Job search in Tokyo
January 30, 2008 2:45 AM   Subscribe

Can anyone recommend where to find a job in Tokyo?

I'm asking this on behalf of a friend. She hopes to move to Tokyo in April, with her boyfriend. He will be studying at Tokyo University for at least 8 months, she needs to have job before leaving.

She holds a masters degree in nutrition science, but any job will do. She applied for various office jobs, bar work, and teaching English (non native, advanced). It turns out that finding a job from the Netherlands is almost impossible. Job offers on the big expat websites require a working visa and have far too many applicants.

We're looking from some help inside. Can you recommend agencies or places to work? Is is possible to get a job without having a work visa before applying?
posted by Psychnic to Work & Money (8 answers total) 5 users marked this as a favorite
 
Her knowledge of Japanese is lacking... But she'll learn the basics
posted by Psychnic at 2:48 AM on January 30, 2008


I found a job in Tokyo from the United States without having a visa. I work for a large Japanese manufacturer doing mobile phone product planning and development. However, I had the following in my favor:

1) I spoke fluent Japanese before I came
2) I went to a career fair in the US for J-E bilinguals, where I interviewed with the company
3) The process took, from first interview to coming to Japan, 10 months

Her best bet is to try to find an English teaching job with AEON, GEOS, or one of the other eikaiwa firms, but I can't vouch for current working conditions. Since the country's biggest eikaiwa firm, NOVA, went belly-up last year, there has been a surplus of teachers on the market, so they may not be interested in hiring her -- especially since she's not a native speaker.
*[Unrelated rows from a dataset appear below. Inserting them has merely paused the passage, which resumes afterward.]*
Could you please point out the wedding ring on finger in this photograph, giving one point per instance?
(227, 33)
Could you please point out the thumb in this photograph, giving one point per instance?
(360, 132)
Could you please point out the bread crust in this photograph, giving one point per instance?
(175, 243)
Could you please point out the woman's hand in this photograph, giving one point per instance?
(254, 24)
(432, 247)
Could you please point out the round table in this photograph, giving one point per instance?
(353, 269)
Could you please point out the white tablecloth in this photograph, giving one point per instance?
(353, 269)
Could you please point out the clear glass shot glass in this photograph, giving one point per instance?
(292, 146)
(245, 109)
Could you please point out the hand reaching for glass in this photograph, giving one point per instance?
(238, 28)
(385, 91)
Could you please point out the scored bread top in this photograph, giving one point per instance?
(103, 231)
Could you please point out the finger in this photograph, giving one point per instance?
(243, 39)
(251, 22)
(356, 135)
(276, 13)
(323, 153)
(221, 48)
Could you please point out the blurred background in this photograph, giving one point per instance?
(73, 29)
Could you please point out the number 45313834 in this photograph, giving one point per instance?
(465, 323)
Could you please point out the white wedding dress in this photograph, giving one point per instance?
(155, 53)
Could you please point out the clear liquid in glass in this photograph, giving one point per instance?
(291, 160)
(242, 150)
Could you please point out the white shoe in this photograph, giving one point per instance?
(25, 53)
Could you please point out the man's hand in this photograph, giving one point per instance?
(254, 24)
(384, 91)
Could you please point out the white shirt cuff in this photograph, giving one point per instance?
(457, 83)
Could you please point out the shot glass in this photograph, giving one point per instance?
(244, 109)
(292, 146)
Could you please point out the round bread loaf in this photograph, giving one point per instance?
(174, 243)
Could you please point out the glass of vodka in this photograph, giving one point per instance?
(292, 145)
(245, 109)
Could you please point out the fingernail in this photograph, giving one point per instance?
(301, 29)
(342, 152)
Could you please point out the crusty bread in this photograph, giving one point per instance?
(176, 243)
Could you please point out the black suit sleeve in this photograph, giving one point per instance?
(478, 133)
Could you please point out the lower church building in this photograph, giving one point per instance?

Long story short, she is going to have a hell of a time finding a job without knowing Japanese *and* being in Japan, at the very least. I submitted resumes to dozens of firms, but most of them were uninterested in me unless I was in Japan and had a valid visa because that saves them lots of money and time.

She might want to considering attending a Japanese language school in Tokyo, and then working a part-time job or two on the side. She probably won't break even on living expenses if she does that, though.

That's the view on the ground here. She might have a better time of it if she stayed in the Netherlands and visited him once or twice, like I did when my girlfriend went to Japan to study for a year.
posted by armage at 3:03 AM on January 30, 2008


looks like 無理 is going to be the first addition to her vocabulary unless they get married and she goes on a spouse visa, but not sure on the timing of that.

If her boyfriend is staying in private accomodations then it should be possible for her to come over on a tourist visa twice to live with him in two 90-day blocks. Six out of eight months isn't bad.

Finding "privates" [lingo for private students] should be relatively straightforward for a well-educated Dutch woman with an entree into Todai. This won't get her a visa but should open the door for getting the experience necessary to getting sponsorship at a proper eikaiwa agency should her boyfriend remain a 2nd year there.

Logistics:

April: boyfriend moves over
May ~ July: She's there getting acclimated and studying
August is national vacation month so she goes back to Holland
Sept ~ Nov: 2nd 90 day period, start search for visa position
posted by panamax at 3:30 AM on January 30, 2008


armage: how fluent is your Japanese, may I ask? Mine was good enough to get by for 5 years in a proper bilingual office setting, and I guess I'm easily JLPT-2 level, but DISCO just scares the crap out of me :(
posted by panamax at 3:33 AM on January 30, 2008


armage has the right idea - her best bet would be to try for full time Japanese study and a student visa which allows her to work 20 hours a week.

Not having Japanese is a disadvantage certainly - as is being outside of the country when applying.
posted by gomichild at 3:47 AM on January 30, 2008


panamax: I have JLPT 1-kyu, and I rarely use English on a daily basis either at work or at home. If you have 2-kyu, you should have a good chance at DISCO -- most of my non-Japanese friends who went had 2-kyu or something close, and I know of at least one who got a job with UBS and came to Tokyo thanks to DISCO.
posted by armage at 4:00 AM on January 30, 2008


the panamax "visit twice" or armage "language study" plans are definitely most realistic. The difficulty with either is the living situation, since the kinds of apartments that my friends at Todai have are typically on the scale of 11 square meters. Sharing such an apartment for a week requires love and patience, for 6 months, that may be superhuman power.

my experience included a 1 year job search, and 6 months from job offer to visa. the big schools (Geos/Aeon scale) could have had me from offer to teaching in 3 months, but they really do hire native speakers only, the big schools. This was with a master's in engineering and one semester of Japanese.

Also, she may consider expanding her acceptable geography to the non-Tokyo areas that people commute to/from regularly, including Saitama and Yokohama.
posted by whatzit at 6:19 AM on January 30, 2008


What whatzit said about getting a student visa. If she can do that and work 20 hours a week, GABA is supposed to be good for teaching EFL, and they sometimes hire nonnative, but very good, English-speakers. That company also lets you choose your working hours, better than most other eikaiwa schools.